Last, Medicare Part D program enacted as part of the Medicare Modernization Act of 2003, which went into effect on January 1, 2006, likely affects pharmacist and pharmacy technician employment. In addition to differences in pharmaceutical coverage and state reimbursement rates between both public health programs, the Medicaid pharmaceutical spending share for dual eligible population (i.e. Medicaid-Medicare patients) shifted towards the Medicare Part D program.

Limitations

Some limitations must be taken into account in the interpretation of study results. First, our proxy variable for healthcare spending does not account for Veteran Affairs (VA) related healthcare services. However, VA administration is less dependent upon labor market conditions.

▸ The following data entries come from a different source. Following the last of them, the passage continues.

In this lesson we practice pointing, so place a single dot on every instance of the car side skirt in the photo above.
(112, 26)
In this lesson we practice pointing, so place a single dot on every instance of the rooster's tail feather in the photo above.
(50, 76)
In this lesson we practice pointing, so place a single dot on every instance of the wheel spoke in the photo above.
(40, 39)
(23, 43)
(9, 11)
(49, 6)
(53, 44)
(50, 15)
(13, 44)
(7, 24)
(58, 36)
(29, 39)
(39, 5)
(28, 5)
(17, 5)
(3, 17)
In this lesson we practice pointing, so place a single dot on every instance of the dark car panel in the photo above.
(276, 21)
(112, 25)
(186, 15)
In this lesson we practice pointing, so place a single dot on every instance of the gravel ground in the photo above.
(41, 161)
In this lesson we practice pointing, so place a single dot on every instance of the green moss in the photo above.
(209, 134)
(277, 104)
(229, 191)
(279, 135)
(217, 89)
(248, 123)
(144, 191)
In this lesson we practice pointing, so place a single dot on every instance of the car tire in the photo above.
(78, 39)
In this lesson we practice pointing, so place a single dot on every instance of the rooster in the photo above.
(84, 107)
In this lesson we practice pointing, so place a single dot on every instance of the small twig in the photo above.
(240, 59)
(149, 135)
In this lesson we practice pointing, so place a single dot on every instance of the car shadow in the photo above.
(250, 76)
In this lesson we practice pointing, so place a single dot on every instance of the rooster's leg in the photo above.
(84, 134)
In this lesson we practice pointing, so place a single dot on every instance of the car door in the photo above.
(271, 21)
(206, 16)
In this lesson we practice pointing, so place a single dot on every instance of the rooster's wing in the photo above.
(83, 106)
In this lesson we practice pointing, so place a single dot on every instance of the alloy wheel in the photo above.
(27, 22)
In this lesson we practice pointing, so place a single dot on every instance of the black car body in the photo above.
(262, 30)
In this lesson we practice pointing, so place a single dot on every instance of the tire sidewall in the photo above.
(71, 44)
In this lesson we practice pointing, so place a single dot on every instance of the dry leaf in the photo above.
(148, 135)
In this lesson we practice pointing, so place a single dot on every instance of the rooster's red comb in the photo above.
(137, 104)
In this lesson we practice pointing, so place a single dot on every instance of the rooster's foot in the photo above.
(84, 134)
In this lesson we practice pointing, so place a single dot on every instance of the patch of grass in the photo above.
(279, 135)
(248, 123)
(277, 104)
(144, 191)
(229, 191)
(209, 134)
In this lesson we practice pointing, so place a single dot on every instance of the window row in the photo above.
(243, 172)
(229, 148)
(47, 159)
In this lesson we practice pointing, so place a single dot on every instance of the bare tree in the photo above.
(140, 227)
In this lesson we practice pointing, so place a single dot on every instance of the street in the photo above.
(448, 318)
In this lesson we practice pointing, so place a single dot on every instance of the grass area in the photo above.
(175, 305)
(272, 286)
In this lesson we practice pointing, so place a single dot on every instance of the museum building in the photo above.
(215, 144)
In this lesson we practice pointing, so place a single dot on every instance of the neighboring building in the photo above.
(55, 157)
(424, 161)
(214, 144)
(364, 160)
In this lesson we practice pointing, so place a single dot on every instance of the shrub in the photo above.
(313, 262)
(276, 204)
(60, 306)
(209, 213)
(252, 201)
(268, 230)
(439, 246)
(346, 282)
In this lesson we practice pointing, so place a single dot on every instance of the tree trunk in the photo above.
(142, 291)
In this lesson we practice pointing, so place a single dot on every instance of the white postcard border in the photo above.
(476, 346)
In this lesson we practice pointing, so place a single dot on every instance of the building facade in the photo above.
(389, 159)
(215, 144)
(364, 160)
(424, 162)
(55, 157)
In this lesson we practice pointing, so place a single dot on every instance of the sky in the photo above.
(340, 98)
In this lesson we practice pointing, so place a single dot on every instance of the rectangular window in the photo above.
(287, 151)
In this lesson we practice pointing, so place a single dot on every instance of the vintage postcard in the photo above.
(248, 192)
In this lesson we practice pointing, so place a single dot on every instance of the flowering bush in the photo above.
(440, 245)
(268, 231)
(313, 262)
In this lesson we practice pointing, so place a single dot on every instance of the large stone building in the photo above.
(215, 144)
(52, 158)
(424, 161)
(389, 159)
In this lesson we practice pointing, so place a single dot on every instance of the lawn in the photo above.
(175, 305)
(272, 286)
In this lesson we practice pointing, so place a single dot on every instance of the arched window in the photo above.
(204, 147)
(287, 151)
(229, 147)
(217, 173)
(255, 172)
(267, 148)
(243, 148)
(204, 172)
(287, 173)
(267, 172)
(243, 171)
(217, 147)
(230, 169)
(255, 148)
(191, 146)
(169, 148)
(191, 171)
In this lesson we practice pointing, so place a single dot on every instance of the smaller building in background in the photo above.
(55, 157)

Second, the Behavioral Risk Factor Surveillance System (BRFSS) health status measure is a self-reported survey. Survey respondents are selected in accordance to CDC sampling methodologies and data are aggregated to create a statewide representative average. Response reliability may be related with age, income, or occupation (Crossley and Kennedy 2002). However, BRFSS weighting adjustments minimize the impact of differences in non-coverage, under-coverage, and non-response at the state level.

Third, regression models may be subject to reverse causality. Attainment of public health insurance coverage may affect an individual’s labor market participation much like public healthcare financing is dependent upon healthy labor markets (i.e. low unemployment and high labor force participation) for revenue generation. Likewise, healthcare professional services supply may influence healthcare spending, similarly as health insurance provisions shape workforce supply. Last, health may be endogenous to labor supply; health status may affect an individual’s decision to participate in the labor market much like unemployment and labor force participation may influence an individual’s health status (Bartley 1987; Berkowitz and Johnson 1974; Bockerman and Ilmakunnas 2009; Cai and Kalb 2006; Chirikos 1993). Nevertheless, the literature examining the sources of endogeneity of health is scarce (Cai 2010). Regression models may also be subject to omitted variable bias; both the labor market and health insurance expenditures’ models may be correlated with other time varying confounders that influence the mortality rate, health status, healthcare spending, and healthcare professionals’ employment. Nevertheless, causality among these relationships is ambiguous (Levy and Meltzer 2008). Instrumental variables approach is used to deal with endogeneity so that consistent estimates for the labor market effect are obtained. The validity of the study instrumental variables relies on the arguments based on economic theory. Correlation tests between the instrumental variables and the error term are not methodologically sound in the regression models performed.

Conclusion

Recessions are characterized by increased unemployment, declining labor force participation, and worsening health status. Economic contractions are additionally associated with declining private healthcare spending, and strain on the public health safety net. Labor force participation, as opposed to unemployment, is a stronger predictor of morbidity, mortality, and healthcare spending. As labor force participation declines, measures of well-being deteriorate while Medicare and Medicaid programs take a larger share of state healthcare budgets.

Public health insurance provisions have differing effects on the configuration of the healthcare workforce. In the study period, increasing Medicaid and Medicare share of state healthcare expenditures is significantly related with employment growth of mid-level providers; whereas, private healthcare spending is positively associated with employment of primary care physicians per 100,000 people. During economic contractions, Medicaid and Medicare’s share of overall state healthcare spending increases with meaningful effects on the configuration of state healthcare workforces and subsequently, provision of care for populations at-risk for worsening morbidity and mortality.